EU Commission scoreboard identifies non-EU countries that potentially enable tax avoidance

As part of an effort to devise an EU-wide common list of tax havens, the EU Commission today released a scoreboard designed to help identify countries located outside the EU that enable multinational corporation tax avoidance.

Eighty-one nations – including the US, China, and India – were identified on the scoreboard as ranking high for risk indicators selected by the Commission, suggesting that further scrutiny of these countries’ tax polices may be warranted to determine if they pose a threat to EU member states’ tax bases.

The EU is creating the tax haven list so it can apply its collective weight to pressure countries to change tax laws that harm EU interests. Creating an EU-wide list would also discourage individual EU countries from publishing their own tax blacklists using divergent standards, which, the Commission argues, can be confusing for business and non-EU countries.

“We want to have fair and open discussions with our partners on tax issues that concern us all in the global community. The EU list will be our tool to deal with third countries that refuse to play fair,” said Pierre Moscovici, Commissioner for Economic and Financial Affairs, Taxation and Customs.

Under a Commission scheme agreed to last May, the scoreboard will be used by the EU Code of Conduct Group which is charged with identifying jurisdictions that appear to have polices that harm EU interests. After the Code of Conduct Group’s selections have been endorsed by EU finance ministers, further analysis of the countries’ tax laws will be conducted, with the participation of the countries in question.

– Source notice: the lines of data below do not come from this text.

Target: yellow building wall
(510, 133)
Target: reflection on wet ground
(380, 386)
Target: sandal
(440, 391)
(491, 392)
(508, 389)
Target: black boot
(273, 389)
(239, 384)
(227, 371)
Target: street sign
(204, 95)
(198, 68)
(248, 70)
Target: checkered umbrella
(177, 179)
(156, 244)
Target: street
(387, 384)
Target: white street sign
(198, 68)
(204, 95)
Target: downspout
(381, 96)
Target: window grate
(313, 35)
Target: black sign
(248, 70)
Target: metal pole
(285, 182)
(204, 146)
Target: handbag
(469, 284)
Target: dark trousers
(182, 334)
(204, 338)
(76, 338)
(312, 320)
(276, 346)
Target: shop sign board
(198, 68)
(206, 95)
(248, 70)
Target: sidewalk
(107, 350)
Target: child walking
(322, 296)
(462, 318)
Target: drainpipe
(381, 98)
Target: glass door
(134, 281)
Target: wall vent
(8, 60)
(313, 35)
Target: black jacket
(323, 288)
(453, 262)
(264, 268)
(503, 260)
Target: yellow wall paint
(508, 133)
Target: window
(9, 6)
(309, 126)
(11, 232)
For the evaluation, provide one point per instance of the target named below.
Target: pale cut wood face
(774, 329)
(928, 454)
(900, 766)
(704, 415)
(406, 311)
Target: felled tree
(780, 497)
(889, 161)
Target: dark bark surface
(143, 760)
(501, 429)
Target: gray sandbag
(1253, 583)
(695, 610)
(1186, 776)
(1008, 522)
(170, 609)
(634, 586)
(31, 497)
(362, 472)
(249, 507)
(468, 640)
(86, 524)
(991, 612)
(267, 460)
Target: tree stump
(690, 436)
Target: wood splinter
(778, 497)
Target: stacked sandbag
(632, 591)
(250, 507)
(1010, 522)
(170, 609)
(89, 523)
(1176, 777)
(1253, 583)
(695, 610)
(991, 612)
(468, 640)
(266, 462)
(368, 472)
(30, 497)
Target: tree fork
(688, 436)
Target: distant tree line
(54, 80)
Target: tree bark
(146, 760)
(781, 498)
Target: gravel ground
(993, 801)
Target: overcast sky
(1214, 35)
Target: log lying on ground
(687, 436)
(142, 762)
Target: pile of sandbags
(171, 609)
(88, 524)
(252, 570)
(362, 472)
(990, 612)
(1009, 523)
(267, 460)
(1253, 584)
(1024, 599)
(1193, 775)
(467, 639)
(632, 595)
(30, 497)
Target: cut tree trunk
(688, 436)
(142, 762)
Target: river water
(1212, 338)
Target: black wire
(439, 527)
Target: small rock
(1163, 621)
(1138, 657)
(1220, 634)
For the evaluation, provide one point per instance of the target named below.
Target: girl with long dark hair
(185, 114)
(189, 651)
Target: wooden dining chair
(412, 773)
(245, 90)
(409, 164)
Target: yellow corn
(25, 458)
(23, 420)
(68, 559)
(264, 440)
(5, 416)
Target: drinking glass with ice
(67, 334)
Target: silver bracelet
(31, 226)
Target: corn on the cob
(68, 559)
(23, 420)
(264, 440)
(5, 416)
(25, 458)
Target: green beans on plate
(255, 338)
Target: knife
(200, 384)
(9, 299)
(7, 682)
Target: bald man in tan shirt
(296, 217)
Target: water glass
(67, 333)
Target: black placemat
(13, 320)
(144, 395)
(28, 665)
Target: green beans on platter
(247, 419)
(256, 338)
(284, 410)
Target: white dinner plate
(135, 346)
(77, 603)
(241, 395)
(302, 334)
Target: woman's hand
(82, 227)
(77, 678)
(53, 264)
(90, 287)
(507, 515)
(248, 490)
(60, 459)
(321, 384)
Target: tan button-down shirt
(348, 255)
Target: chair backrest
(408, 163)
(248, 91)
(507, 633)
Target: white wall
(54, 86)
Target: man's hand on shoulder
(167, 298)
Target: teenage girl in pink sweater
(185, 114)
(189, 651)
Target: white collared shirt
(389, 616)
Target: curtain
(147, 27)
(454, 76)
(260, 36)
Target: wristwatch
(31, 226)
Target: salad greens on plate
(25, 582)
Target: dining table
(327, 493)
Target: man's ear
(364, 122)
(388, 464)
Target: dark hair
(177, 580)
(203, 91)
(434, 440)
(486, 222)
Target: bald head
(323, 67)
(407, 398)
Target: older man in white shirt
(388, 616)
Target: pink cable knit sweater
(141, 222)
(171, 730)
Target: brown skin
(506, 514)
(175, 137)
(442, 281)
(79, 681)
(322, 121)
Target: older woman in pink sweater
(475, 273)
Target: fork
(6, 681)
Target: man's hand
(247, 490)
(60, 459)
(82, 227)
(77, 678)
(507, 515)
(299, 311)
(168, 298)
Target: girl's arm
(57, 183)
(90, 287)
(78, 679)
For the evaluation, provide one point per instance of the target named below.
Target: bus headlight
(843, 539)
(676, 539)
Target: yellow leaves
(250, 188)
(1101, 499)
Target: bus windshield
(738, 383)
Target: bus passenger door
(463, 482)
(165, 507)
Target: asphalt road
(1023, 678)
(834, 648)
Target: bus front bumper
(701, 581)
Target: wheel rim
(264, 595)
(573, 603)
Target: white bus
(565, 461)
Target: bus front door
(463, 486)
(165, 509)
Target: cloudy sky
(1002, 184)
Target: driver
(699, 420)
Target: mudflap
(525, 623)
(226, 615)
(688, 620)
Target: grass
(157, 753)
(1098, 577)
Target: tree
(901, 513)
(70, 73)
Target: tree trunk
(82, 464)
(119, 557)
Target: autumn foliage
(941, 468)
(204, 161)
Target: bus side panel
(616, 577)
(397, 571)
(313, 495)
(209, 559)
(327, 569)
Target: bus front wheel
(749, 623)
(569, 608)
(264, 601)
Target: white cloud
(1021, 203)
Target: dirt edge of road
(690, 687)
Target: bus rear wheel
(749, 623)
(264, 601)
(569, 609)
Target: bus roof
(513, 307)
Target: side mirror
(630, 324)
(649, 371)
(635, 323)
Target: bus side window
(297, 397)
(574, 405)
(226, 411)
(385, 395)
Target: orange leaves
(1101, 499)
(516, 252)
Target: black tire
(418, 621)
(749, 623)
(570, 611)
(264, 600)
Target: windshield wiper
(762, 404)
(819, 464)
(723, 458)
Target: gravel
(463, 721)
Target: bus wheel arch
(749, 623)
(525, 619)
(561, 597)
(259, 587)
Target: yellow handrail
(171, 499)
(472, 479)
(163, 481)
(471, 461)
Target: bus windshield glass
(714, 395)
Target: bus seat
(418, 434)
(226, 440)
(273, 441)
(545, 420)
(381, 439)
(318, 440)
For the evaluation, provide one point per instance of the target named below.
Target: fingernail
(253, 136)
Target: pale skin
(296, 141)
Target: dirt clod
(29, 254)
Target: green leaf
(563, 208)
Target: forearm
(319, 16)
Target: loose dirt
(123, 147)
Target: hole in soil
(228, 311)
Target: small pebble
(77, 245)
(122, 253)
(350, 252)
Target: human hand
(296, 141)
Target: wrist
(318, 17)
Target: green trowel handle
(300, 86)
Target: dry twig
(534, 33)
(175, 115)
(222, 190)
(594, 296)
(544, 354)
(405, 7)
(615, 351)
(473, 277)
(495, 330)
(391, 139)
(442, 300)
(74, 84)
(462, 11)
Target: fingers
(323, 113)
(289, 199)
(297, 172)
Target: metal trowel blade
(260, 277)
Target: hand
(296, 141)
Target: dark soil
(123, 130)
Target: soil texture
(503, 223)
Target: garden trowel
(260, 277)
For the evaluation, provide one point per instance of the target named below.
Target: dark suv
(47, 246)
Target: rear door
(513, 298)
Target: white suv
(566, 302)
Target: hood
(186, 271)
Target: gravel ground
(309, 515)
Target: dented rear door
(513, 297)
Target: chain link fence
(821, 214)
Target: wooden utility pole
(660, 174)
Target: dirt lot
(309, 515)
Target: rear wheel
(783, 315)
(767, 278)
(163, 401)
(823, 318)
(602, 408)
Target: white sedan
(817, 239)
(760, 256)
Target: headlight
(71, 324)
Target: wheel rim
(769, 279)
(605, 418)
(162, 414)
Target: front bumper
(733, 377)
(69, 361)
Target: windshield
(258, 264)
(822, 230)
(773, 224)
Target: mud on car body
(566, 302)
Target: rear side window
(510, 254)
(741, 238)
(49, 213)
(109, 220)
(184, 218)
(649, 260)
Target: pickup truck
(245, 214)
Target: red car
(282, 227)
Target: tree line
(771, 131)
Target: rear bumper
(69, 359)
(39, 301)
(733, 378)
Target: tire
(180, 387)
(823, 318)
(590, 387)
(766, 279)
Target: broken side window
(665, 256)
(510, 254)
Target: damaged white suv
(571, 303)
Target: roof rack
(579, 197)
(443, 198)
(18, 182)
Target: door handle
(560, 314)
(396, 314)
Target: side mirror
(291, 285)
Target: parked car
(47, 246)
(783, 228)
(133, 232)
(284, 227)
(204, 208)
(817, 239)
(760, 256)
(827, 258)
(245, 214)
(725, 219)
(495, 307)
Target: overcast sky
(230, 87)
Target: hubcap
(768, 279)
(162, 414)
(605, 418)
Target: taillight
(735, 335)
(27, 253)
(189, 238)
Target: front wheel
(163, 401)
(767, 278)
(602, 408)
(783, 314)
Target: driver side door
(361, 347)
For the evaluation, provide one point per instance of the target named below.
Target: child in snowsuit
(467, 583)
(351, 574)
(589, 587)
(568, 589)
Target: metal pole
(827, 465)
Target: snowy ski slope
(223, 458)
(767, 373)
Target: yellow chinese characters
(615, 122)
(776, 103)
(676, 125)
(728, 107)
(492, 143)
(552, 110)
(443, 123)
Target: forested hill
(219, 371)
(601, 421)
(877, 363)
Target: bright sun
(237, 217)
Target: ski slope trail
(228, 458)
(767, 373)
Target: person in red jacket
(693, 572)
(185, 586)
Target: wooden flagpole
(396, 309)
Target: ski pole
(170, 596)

A country will be placed on the EU-wide tax haven list if it refuses to cooperate or engage with the EU regarding good governance. Sanctions will be imposed on listed countries to encourage them to improve their tax systems.

The Commission’s scoreboard categorizes countries based on whether a country is sufficiently “economically relevant” to the EU. In making that determination, the Commission assessed whether the country has strong economic ties with the EU, such as significant trade; has a disproportionately high level of financial services exports or a disconnect between financial activity and the real economy; and is stable enough for a tax avoiding multinationals to consider it safe to operate there.

Countries with economic relevance were then tested to see if their laws show some indication that they facilitate tax avoidance based on risk indicators. These indicators consider country’s tax transparency, whether the country has a preferential tax regime, and whether the country applies a zero corporate tax rate or has no corporate taxation at all.

Despite all the work on the scoreboard, the Commission stressed that the findings were not conclusive of whether a third country should be selected for screening or put on the common EU list.

The Commission previously attempted to create an EU-wide tax blacklist, but that effort was met with enormous criticism. The earlier tax haven list, published in June 2105, was comprised of all non-EU countries that were on at least 10 EU member states blacklists. OECD and many of the 30 countries placed on the list disapproved of the listing, though, because that several jurisdictions placed on the list were OECD Global Forum members that are rated as largely compliant and that also committed to automatic exchange of information.

The G20 earlier this month endorsed an OECD plan for labeling countries as “non-cooperative” for tax purposes. Countries would be so labeled if they fail to meet specified criteria for exchanging tax information with other countries. That list includes no assessment of whether a country’s tax policies are harmful because of the existence of low tax rates or preferential regimes.